En un Parlamento hay mayorías y minorías, ganadores y perdedores. Siempre me ha parecido admirable, y a la vez complejo, ese dogma que caracteriza a una verdadera democracia: que la minoría reconoce la autoridad de la mayoría para gobernar. Esto es lo que caracteriza a un “pueblo”, por tanto al pueblo español. Un país, una nación, existe como tal cuando los perdedores en unas elecciones democráticas respetan y aceptan las decisiones de la mayoría parlamentaria.
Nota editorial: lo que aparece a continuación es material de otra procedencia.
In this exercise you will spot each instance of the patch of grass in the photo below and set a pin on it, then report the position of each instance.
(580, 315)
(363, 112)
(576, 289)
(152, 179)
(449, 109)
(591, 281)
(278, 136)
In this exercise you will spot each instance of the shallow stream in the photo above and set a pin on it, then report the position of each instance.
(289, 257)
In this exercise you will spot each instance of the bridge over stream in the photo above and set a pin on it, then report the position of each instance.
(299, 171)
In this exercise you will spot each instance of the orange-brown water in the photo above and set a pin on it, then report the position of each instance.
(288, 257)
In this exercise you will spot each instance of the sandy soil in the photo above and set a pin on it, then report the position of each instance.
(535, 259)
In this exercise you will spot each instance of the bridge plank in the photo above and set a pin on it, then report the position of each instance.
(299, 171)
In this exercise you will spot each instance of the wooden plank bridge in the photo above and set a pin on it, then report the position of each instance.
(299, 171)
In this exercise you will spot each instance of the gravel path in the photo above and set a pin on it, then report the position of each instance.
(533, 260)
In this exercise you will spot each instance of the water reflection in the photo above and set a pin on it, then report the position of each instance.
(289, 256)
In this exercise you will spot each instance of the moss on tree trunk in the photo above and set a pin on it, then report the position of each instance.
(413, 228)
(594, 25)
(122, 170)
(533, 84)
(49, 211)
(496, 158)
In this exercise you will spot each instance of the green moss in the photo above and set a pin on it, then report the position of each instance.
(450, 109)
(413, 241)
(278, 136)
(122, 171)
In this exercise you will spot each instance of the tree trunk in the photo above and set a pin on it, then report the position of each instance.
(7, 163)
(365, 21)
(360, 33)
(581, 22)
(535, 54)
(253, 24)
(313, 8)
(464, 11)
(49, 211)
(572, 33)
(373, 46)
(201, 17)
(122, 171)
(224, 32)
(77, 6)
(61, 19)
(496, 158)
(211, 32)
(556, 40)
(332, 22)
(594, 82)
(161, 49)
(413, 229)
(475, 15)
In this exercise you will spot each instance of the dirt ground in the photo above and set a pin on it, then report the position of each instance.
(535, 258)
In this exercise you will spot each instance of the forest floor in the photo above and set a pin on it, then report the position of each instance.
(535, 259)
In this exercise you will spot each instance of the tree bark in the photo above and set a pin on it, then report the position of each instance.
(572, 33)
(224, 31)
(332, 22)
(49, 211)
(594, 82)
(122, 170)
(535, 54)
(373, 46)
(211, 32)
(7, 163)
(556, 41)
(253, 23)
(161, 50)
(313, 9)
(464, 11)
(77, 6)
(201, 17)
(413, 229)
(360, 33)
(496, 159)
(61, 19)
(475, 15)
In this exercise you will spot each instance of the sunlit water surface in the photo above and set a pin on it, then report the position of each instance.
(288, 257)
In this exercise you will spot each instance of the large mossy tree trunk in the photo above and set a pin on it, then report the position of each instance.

El candidato que vence en unas elecciones, o sea, quien consigue un apoyo parlamentario superior a cualquier otro, es el que posee la legitimidad/legalidad para gobernar. Y quien o quienes no alcanzan esa mayoría, aceptan la investidura de la mayoría como legal y legítima. Reconocen la legitimidad del Gobierno. No es esto lo que está sucediendo en España después de que el partido socialista haya conseguido el apoyo de todo el arco parlamentario, salvo Partido Popular y Vox. Los dirigentes de ambos partidos, PP y Vox, no aceptan la legitimidad de la coalición PSOE-Sumar para gobernar los próximos cuatro años. Supuestamente porque Pedro Sánchez ha admitido que se apruebe una ley para amnistiar a aquellas personas procesadas por actos de intencionalidad política vinculados a los incidentes del llamado procés. Este hecho –la amnistía–provocará seguramente que la oposición no ejerza su función de tal y convierta, a lo largo de la próxima legislatura, sus actos parlamentarios y extraparlamentarios en filibusterismo desde el Senado y en denuncias constantes de la ley de amnistía que el PSOE ha acordado promover en los pactos con los partidos independentistas Junts y ERC.
Sin embargo, lo más importante del acuerdo con los independentistas catalanes es que, lo quieran o no, aceptan el sistema político. En definitiva, que España es un país, una nación, a la que pertenece Catalunya. La posición del Partido Popular y de Vox, negando que sea legítimo que la mayoría progresista ganadora el 23J gobierne en la legislatura que se iniciará este mes, es grave. No ya solo porque contradice las leyes históricas de las democracias europeas, sino porque rompe el concepto jurídico y político de “pueblo español”. Negar la legitimidad a un gobierno apoyado por una mayoría parlamentaria es negar la existencia de un estado unitario, de un país, de un colectivo nacional. La unidad e integridad del “pueblo español” se basa en que la minoría –la que surja de las urnas– respeta y acepta que la mayoría es la legitimada para gobernar al Estado. Eso de “si yo no gano rompo la baraja” hace inviable la aplicación de las reglas que hacen de España una “democracia plena”, como se nos reconoce en el ranking de The Economist.
Es realmente paradójico, y hasta satírico, que a las derechas que alardean de más españolismo y más banderas (algunas anticonstitucionales) no les importe romper la idea de “pueblo español”. Sin unidad en la lealtad a la Constitución y la democracia, y a los resultados electorales, el pueblo deja de serlo y pasa a ser un colectivo fragmentado y disperso. Se debilita hacia el interior y hacia el ámbito internacional. Es muy poco patriota intentar herir a las instituciones, empezando por el Gobierno y el Parlamento. Es también poco inteligente porque esa debilidad afecta a todos los actores políticos, no solamente a los que han obtenido la mayoría. En una democracia, tan importante es el Gobierno como la oposición. Las actitudes adoptadas por la oposición tras el 23J deterioran a todos los sujetos que componen nuestro sistema político y, entre ellos, al más importante y poderoso: el pueblo español.